Data Quality Process
Figure 2: Data Quality Process
A repeatable process for managing the steps of establishing and sustaining data quality in any organization should follow these components, based on work from a variety of quality experts (e.g., W.E. Deming, P. Crosby, L. English, T.C. Redman, D. Loshin).
- Data Discovery: The process of finding, gathering, organizing and reporting results about the organization’s critical data from a variety of sources (e.g., files/tables, record/row definitions, field/column definitions, keys)

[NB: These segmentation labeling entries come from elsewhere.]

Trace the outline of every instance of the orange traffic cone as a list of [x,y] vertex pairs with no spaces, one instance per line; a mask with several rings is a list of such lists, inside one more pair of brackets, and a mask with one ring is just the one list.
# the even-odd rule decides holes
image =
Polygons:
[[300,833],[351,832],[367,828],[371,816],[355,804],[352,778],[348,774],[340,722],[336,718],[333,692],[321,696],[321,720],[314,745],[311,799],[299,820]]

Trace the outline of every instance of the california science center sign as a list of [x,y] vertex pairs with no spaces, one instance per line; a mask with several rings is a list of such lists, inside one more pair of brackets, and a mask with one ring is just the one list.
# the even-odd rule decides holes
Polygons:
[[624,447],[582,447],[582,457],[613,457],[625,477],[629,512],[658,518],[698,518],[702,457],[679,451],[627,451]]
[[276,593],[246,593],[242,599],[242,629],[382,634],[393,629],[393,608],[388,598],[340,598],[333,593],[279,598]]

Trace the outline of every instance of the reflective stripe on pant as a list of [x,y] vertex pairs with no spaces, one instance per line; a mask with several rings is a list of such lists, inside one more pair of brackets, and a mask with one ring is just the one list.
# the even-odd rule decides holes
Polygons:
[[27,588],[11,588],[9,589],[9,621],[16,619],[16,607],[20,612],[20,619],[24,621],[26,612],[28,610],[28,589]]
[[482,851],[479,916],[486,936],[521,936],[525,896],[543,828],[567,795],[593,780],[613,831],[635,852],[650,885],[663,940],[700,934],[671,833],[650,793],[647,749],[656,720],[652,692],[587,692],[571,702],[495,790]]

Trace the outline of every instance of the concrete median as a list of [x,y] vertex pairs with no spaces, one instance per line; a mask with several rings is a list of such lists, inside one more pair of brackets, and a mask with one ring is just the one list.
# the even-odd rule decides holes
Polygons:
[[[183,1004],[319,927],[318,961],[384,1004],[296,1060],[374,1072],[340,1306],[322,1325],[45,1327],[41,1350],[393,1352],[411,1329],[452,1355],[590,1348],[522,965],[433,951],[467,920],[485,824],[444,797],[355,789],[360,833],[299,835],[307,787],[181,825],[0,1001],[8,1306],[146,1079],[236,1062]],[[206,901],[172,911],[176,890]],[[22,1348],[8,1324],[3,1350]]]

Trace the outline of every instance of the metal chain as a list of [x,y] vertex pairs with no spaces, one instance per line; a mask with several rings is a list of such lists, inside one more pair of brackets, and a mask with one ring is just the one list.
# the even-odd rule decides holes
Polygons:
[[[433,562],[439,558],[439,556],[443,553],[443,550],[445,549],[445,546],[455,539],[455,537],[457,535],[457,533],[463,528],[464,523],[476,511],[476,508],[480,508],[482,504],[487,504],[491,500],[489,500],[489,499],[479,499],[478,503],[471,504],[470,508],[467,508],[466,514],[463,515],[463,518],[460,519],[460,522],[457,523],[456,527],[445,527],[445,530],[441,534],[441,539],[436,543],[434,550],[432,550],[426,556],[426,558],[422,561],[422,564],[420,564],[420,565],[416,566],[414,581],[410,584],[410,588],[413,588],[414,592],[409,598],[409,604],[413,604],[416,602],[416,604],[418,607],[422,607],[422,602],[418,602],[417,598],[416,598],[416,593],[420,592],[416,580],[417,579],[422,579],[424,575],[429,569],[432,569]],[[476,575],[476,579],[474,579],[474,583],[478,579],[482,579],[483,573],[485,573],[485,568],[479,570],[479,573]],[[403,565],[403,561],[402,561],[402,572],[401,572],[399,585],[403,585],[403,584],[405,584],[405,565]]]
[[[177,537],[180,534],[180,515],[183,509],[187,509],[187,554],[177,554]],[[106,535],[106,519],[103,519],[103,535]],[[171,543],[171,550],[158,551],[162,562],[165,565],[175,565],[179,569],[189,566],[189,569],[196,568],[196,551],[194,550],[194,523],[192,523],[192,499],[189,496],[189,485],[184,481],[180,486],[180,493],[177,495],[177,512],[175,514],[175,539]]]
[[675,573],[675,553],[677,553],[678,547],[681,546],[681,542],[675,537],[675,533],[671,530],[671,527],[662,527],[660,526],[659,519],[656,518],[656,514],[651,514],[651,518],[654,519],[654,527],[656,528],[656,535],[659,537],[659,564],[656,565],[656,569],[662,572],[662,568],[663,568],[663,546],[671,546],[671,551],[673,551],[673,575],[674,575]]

- Data Profiling: The process of analyzing identified data in detail, comparing the data and its actual metadata to what should be stored, calculating data quality statistics and reporting the measures of quality for the data at a specific point in time
- Data Quality Rules: Based on the business requirements for each Data Quality measure/dimension, creating and refining the business and technical rules that the data must adhere to so it can be considered of sufficient quality for its intended purpose
- Data Quality Monitoring: The continued monitoring of Data Quality, based on the results of executing the Data Quality rules, and the comparison of those results to defined error thresholds, the creation and storage of Data Quality exceptions and the generation of appropriate notifications
- Data Quality Reporting: Creating, delivering and refining reports, dashboards and scorecards used to identify trends against stated Data Quality measures and to examine detailed Data Quality exceptions
- Data Remediation: The continued correction of Data Quality exceptions and issues as they are reported to appropriate staff members
Benefits of Data Quality Management
Many organizations struggle when attempting to identify the benefits of launching a data quality management program. Most data quality benefits can be attributed to cost reduction, productivity improvement, revenue enhancement, or other financial measurement.
In a 2011 report, Gartner showed that 40% of the anticipated value of all business initiatives was never achieved. Poor data quality in both the planning and execution phases of these initiatives was a primary cause. In addition, poor data quality was shown to affect operational efficiency, risk mitigation, and agility by compromising the decisions made in each of these areas. Without attention to data quality and its management, many organizations incur unnecessary costs, suffer from lost revenue opportunities and experience reduced performance capabilities.
When included as part of enterprise data management, and supported by an enterprise data governance program, with an active metadata management effort and performed according to the practices recommended by all data quality experts, Data Quality Management can provide any organization with lasting benefits. The most important benefit it can offer is data that is “fit for its proper purpose.”